There are a number of factors that can affect the car loan you end up with, such as the age of your car, your credit rating, and whether you choose a fixed or variable rate loan, or a secured or unsecured loan. Understanding what those factors are and how they affect your loan can help you to make the right decision when comparing loans.
Whether you buy a new or used car
New car loans, as you would expect, are designed to finance the purchase of new cars. However, new car loans don’t just cover brand new cars, they can cover cars up to two years old, with a certain number of kilometres on the clock.
Used car loans are designed to finance the purchase of used cars, usually for cars aged between two and five years. Used car loans are available for cars more than five years old, but various stipulations may apply.
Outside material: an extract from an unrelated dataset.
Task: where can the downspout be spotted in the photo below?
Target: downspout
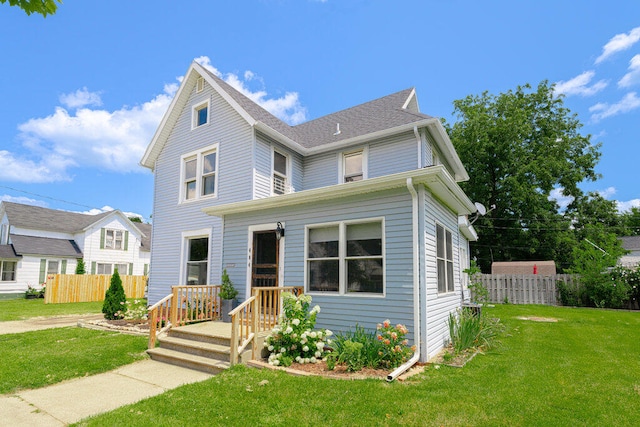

New car loans usually attract lower rates of interest than used car loans, as they are considered lower risk. If the borrower is not able to pay back the loan for whatever reason, the lender is more likely to be able to sell the car and make its money back on the unpaid loan if the car is newer.
Whether you choose a secured or unsecured loan
Secured and unsecured car loans also attract different interest rates. Lenders offering secured loans have the car as collateral, so if the lender is unable to repay the loan, the lender can sell the car to make back its losses.
An unsecured loan doesn’t have that kind of security, which is why secured loans are usually easier to get approved for, and generally offer lower interest rates.
Whether you choose a fixed rate or variable loan
With a fixed rate car finance, the interest you pay is fixed for the length of the loan. That means your repayments will always remain the same, making it easier to budget. With a variable rate car loan, the interest varies according to the lender. This can allow you to save money on interest if rates fall, but it means you will pay more if rates increase.
Whether you choose dealer finance
Many car buyers choose dealer finance because it’s the easy option. With dealer finance on the table, some car buyers choose to take it up because comparing and finding other car loan options is too much hassle.
However, dealer finance is not always that competitive. Some dealers add commission to their finance, which means borrowers pay more than they would elsewhere. If you want to get the best deal on your car finance, always compare all your options before you sign.
Your credit rating
One of the most important factors affecting your loan is your credit rating. When you apply for a car loan, the lender will usually check your credit file to assess the risk of lending to you. If your credit history is good, with no missed payments or defaults, the lender will be more likely to approve your loan and offer you lower interest rates.